On Thursday, the Senate helped bring financial reform one step closer to reality by approving legislation designed to get at some of the roots, at least, of the economic destruction that Wall Street wrought two years ago. The vote was mostly split along predictable partisan lines, with a couple outliers on the Republican side and one Democratic vote against the bill from Sen. Russ Feingold. —KA
The New York Times:
Passage of the bill would herald the end of more than a generation in which the prevailing posture of Washington toward the financial industry was largely one of hands-off admiration, evidenced by steady deregulation. While the measure does not fully restore the toughest restrictions imposed after the Great Depression, it is a clear turning point, highlighting a new distrust of Wall Street, fear of the increasing complexity of technology-driven markets, and renewed reliance on government to protect the little guy.

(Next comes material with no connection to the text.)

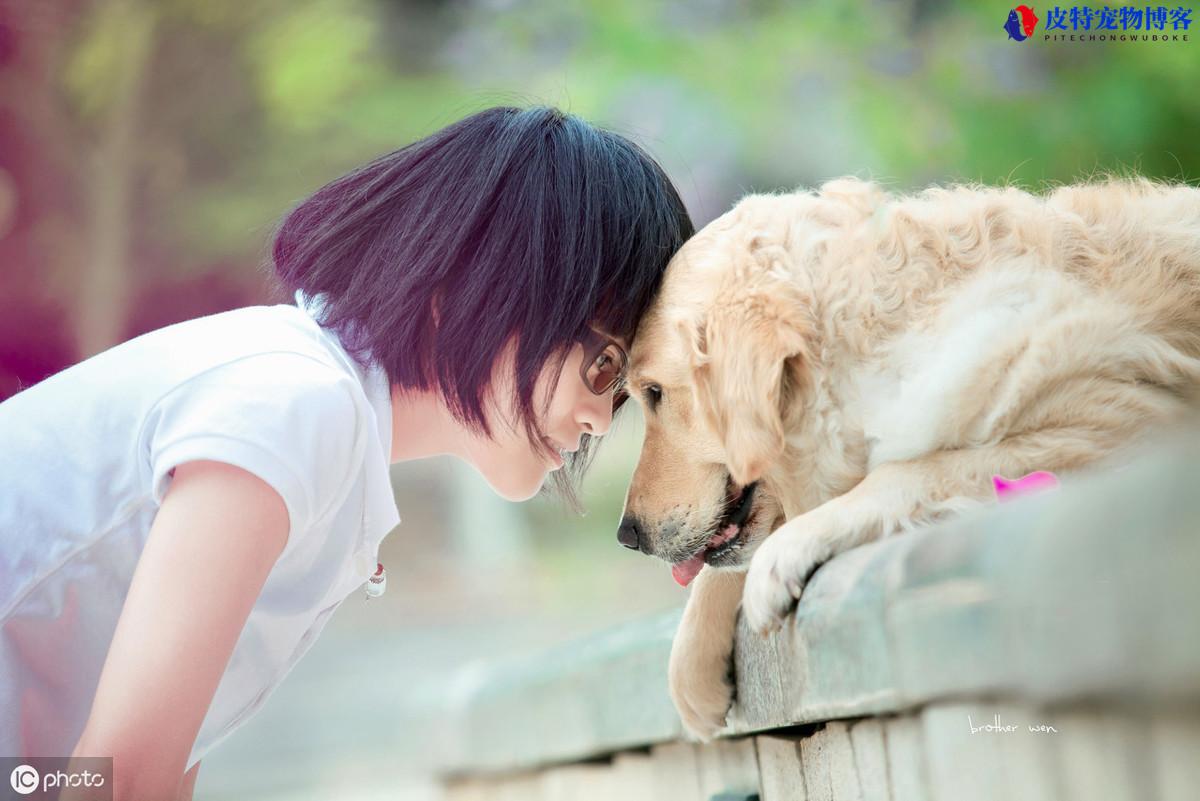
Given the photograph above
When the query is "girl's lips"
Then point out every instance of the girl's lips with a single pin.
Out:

The bill would create a council of high-level federal officials, led by the Treasury secretary, to try to detect, and perhaps prevent, systemic dangers to the financial system, and it would give the government new authority to seize and shut down failing financial institutions, by liquidating assets and forcing shareholders and creditors to take losses.
It would create a powerful consumer financial protection bureau, to be housed in the Federal Reserve, and widely expand the regulatory authority of the central bank. It would widen the purview of the Securities and Exchange Commission to strengthen regulation of hedge funds, other private equity firms, and credit rating agencies.
The bill also seeks to curb the most risky behavior on Wall Street, by restricting the ability of banks to invest and trade for their own accounts — a provision known as the Volcker rule, and by creating an extensive regulatory framework for derivatives, the complex financial instruments that were at the heart of the 2008 crisis.